“A arte é uma coisa imprevisível, é descoberta, é uma invenção da vida”, dizia o poeta maranhense Ferreira Gullar. O autor defendia que, por meio da arte, seria possível reinventar a vida, sublinhar novos caminhos, reforçar a consciência e o pensamento crítico, e acima de tudo, vislumbrar novos horizontes possíveis.
Inspirado nessas premissas, o Projeto Ação Integrada realizou, no Mês Nacional de Combate ao Trabalho Escravo, uma atividade em parceria com o Centro do Teatro do Oprimido direcionada à experimentação artística de 16 pessoas resgatadas de trabalho escravo no estado do Rio de Janeiro.
A oficina “Vozes em Cena contra a Escravidão” partiu da metodologia do Teatro do Oprimido para fortalecer a autonomia, fomentar a expressão verbal e corporal dos participantes, e auxiliar no processo de superação de traumas de trabalhadores resgatados, por meio de propostas de atuação coletiva. O evento integrou o programa de ações de conscientização sobre a temática do combate à escravidão contemporânea, previsto pelo Projeto Ação Integrada para o ano de 2026.

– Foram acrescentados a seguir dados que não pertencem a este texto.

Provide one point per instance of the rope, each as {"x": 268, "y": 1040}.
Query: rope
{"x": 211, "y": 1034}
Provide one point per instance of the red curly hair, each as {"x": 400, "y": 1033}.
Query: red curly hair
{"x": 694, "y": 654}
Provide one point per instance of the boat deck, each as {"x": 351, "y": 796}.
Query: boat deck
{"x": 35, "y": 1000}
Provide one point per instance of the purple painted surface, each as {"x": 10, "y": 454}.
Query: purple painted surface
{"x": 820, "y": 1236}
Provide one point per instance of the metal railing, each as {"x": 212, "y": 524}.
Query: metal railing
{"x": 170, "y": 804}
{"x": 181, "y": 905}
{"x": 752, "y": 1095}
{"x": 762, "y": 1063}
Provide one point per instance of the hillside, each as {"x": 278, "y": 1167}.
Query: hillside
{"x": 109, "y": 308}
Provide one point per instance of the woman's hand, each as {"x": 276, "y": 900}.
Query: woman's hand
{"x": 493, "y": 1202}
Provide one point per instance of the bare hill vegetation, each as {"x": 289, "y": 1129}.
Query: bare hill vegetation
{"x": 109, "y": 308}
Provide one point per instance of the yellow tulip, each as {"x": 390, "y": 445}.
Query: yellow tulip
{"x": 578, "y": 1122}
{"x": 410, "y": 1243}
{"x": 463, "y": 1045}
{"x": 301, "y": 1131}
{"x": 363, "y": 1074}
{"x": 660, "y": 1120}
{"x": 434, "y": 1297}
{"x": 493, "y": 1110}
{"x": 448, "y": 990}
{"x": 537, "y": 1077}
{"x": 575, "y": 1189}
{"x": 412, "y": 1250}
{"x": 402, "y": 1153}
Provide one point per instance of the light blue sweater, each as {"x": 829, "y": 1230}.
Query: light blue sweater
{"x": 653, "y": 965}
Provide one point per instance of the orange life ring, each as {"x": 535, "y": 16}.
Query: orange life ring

A vivência, conduzida por Nilaisa Luciano e Raquel Dias, profissionais do Centro do Teatro do Oprimido, contou com a participação ativa de trabalhadores e seus acompanhantes, que, por meio de jogos teatrais e dinâmicas em grupo, foram estimulados a combater situações de opressão e a refletir sobre o exercício de direitos. A proposta teve o objetivo de construir um espaço seguro para a partilha de vivências e para o fortalecimento da autoestima dos participantes.
“A atividade do Teatro do Oprimido com trabalhadores resgatados de trabalho escravo que atendemos contribui com nosso acompanhamento psicossocial, pois auxilia, através de exercícios e técnicas na conscientização, a tomada de consciência sobre a situação vivenciada de escravização”, diz Vanessa Ceccatto, assistente social do Projeto Ação Integrada.
O Teatro do Oprimido
Fundado em 1986, o Centro de Teatro do Oprimido (CTO) nasceu como um espaço dedicado à pesquisa, ao desenvolvimento e à difusão do Teatro do Oprimido. Desde sua criação, a instituição atua por meio de laboratórios e seminários permanentes voltados à revisão, experimentação, análise e sistematização de exercícios, jogos e técnicas teatrais, consolidando-se como referência nacional e internacional na área.
O Teatro do Oprimido, utilizado como instrumento de reflexão e transformação social, propõe metodologias e processos estéticos e políticos voltados à identificação, investigação e representação das opressões vividas no cotidiano, estimulando a consciência crítica e a busca por caminhos concretos de superação das injustiças. Por meio de práticas pedagógicas, o CTO busca promover o diálogo ético e participativo entre grupos historicamente oprimidos e a sociedade organizada.
Abertura
O evento também contou uma mesa de abertura composta por duas convidadas especiais que atuam no campo da defesa dos direitos dos trabalhadores na cidade do Rio: Maria Izabel Monteiro, Presidenta do Sindicato dos Trabalhadores Domésticos do Rio de Janeiro, Secretária de Formação Sindical da FENATRAD e Diretora Plena da CUT-RJ; e Elisiane dos Santos, Procuradora do Trabalho do MPT-RJ.